Barong sebagai wujud budaya dalam Agama Hindu di Bali Utara tidak banyak ditemukan, bahkan budaya bebarongan yang sangat marak di Bali Selatan tidak ditemukan di Bali Utara. Kalaupun ada dibeberapa daerah seperti Pemaron, Tejakula termasuk langka dan perkecualian. Dengan demikian Tari Barong di Bali Utara tidak memiliki taksu sakral seperti di Bali Selatan. Hal ini dapat dipahami karena kesenian memiliki ikatan kental dengan masyarakat pendukungnya. Karena di Bali Utara banyak juga dikuasai oleh orang Bali Selatan dalam kepariwisataan maka event dianggap sukses di Bali Selatan dilaksanakan pula di Bali Utara, sehingga Barong di Bali Utara tidak memiliki basis sistem religi seperti di Bali Selatan. Karena Bali Utara adalah "ngekor Bali Selatan" maka Tari Barong yang sudah kehilangan akar budaya dan religi juga ditarikan di Bali Utara dalam memeriahkan sebuah ajatan Bulfest tahun 2014, 2015 dan 2016.
Tari Barong merupakan pertunjukan tradisional di Bali yang menggambarkan pertempuran antara Barong dan Rangda yang sangat terkenal dan sering dipertunjukkan sebagai atraksi budaya untuk wisatawan. Terutama Tari Barong imitasi, sebagai duplikasi dari Tari Barong sakral.
Barong adalah karakter dalam mitologi Bali, ia merupakan padanan dari Rangda. Banaspatiraja adalah esensi rohaniah yang mendampingi/menjaga manusia dalam hidupnyan (catur sanak). Banaspatiraja dipercaya dipercaya sebagai roh yang memberikan taksu/sakti/kekuatan magis pada Barong sebagai roh pelindung. Di Bali terutama di Bali Selatan banyak ditemukan Barong yang menjadi pelindung "sarwa butah, sarwa tatwam, sarwapranidah sakino bawantu swaha" di Bali. Setiap Barong yang mewakili daerah tertentu digambarkan sebagai makhluk motilogi yang berbeda, ada Barong Bangkung dan Bangkal, Barong Ket, Barong Landung, Barong Wayang (Barong Lepas), Barong Macan, Barong Paksi Jetayu, Barong Sapi, Barong Kijang, Rangda dan sebagainya.
Secara genealogis lebih hakiki, Barong sebagai manifestasi pelindung Desa Pakraman merupakan genealogi atau fungsionalisasi dari kebalian (catur sanak) Mrajapati, Anggapati, Banaspati dan Banaspatiraja.
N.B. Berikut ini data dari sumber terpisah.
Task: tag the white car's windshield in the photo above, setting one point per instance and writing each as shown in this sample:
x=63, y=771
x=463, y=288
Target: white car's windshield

Mrajapati nyaga satru di pakraman (melinggih ring mrajapati di ulun setra), Anggapati berfungsi jaga satru pekarangan rumah menjadi Jro Tugu, Banaspati nyaga satru jadi Panglurah Agung di Sanggah dan Banaspatiraja menjadi nyaga satru kemana saja dan dimana saja, termasuk jadi Barong dengan berbagai bentuk dan representasinya. Barong Landung khusus terkait dengan kultus Dewa Raja (Jayapangus dan Kang Ceng Wie), Barong Macan Ciwa Bhuda (genealogi dari mitos Gagak-Aking).
Kalau dianalisis secara filosofis dan ideologis, Tari Barong Ket selalu diikuti oleh Kera Hitam dalam pementasannya, sebagai simbol kepercayaan Bali Kuno (sejak zaman megalitikun) telah mengikuti religi Awatara Wisnu (Rama-Shinta) dengan simbol monyet hitamnya, sebagai perwujudan sekta waisnawa (lihat Pageh, "Ideologi Bali Aga ..., tahun 2010).
Pertunjukan Barong antara Barongket dengan Rangda, dapat dipahami terjadi pertarungan sekta Bali Asli/Melayu Austronesia dengan sekta Ciwa (Rangdeng Dirah), digambarkan ada dalam posisi keseteraan, karena sapih dalam pertarungan itu. Di Bali dikenal ilmu putih (white magic) dan ilmu hitam (black magic) merupakan esensi budaya dan sistem religi tersebut rwabhineda di Bali semuanya fungsionalisasi dari Banaspatiraja yang dikoptasi menjadi dewa-dewa oleh Hindu setelah Agama Hindu abad ke-8 memasuki Bali, dari Gunung Raung oleh tokoh Rsi Markandeya yang diiringi oleh Wong Aga, sehingga kemudian menjadi Wong Bali Aga setelah berkembang dan berkolaborasi dengan Wong Bali Mula.